Transcripción eucariota (síntesis de ARN)

Cordial saludo, educando de ciencia de la salud. El día de hoy vamos a ver la transcripción del ADN, es decir, el proceso mediante el cual a partir de una hebra de ADN, vamos a formar una de ARN, que posteriormente viajará al ribosoma para realizar la traducción y síntesis de proteínas. Bienvenidos.

Iniciamos educando. Entonces, tenemos la doble hebra de DNA. Una doble hebra helicoidal donde tenemos cuatro bases nitrogenadas principalmente, porque recordemos que estos ácidos nucleicos están compuestos por miles de nucleótidos y los nucleótidos tienen bases nitrogenadas. Entonces, en color verde tenemos la adenina y en azul tenemos la timina. En morado la citosina y en naranja la guanina. Recordemos que la citosina y la guanina se unen por un triple enlace, es decir, tres puentes de hidrógeno, mientras que la adenina se une con la timina por un doble enlace, es decir, dos puentes de hidrógeno, siempre y cuando fuese DNA, pero si fuese RNA, la adenina se uniría con el uracilo, también por un doble enlace.

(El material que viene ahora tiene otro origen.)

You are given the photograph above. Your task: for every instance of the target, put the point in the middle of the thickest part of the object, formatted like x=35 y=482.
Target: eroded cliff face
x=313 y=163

Entonces, para la transcripción de entrada es muy importante que tengamos en cuenta una enzima llamada la RNA polimerasa. En las bacterias solamente se maneja una, pero esta este video es basado en un ejemplo eucariota. Entonces, vamos a manejar la RNA polimerasa 1, la RNA polimerasa 2 y la RNA polimerasa 3. Hoy nos vamos a centrar en la más importante que es la número 2. ¿Por qué es la más importante? Porque dependiendo cuál RNA polimerasa sea, va a permitir la síntesis de un RNA diferente. O sea, que la RNA polimerasa 1 nos va a servir para sintetizar al RNA ribosomal. La RNA polimerasa 2 es la encargada de sintetizar al RNA mensajero y la RNA polimerasa 3 es la encargada de sintetizar al RNA de transferencia.

Ahora, vamos a tener la doble hebra de ADN. Al igual que en la replicación, necesitamos abrir la hebra y de eso en la replicación se encargaba la helicasa. Acá también, pero esa función helicasa está dentro de unos factores de transcripción. Entonces, lo primero que se requiere es que tengamos el promotor y el promotor va a estar ubicado acá. Para que ese promotor pueda activar la función helicasa, necesita de unos factores de transcripción, es decir, más específicamente del factor de transcripción 2F y el factor de transcripción 2H. Estos dos factores de transcripción me van a ayudar a que se active la función helicasa, es decir, no actúa como tal una helicasa, sino que se activa una función que va a ser muy pero muy similar y que me va a permitir entonces dividir, dividir como tal la hebra de DNA.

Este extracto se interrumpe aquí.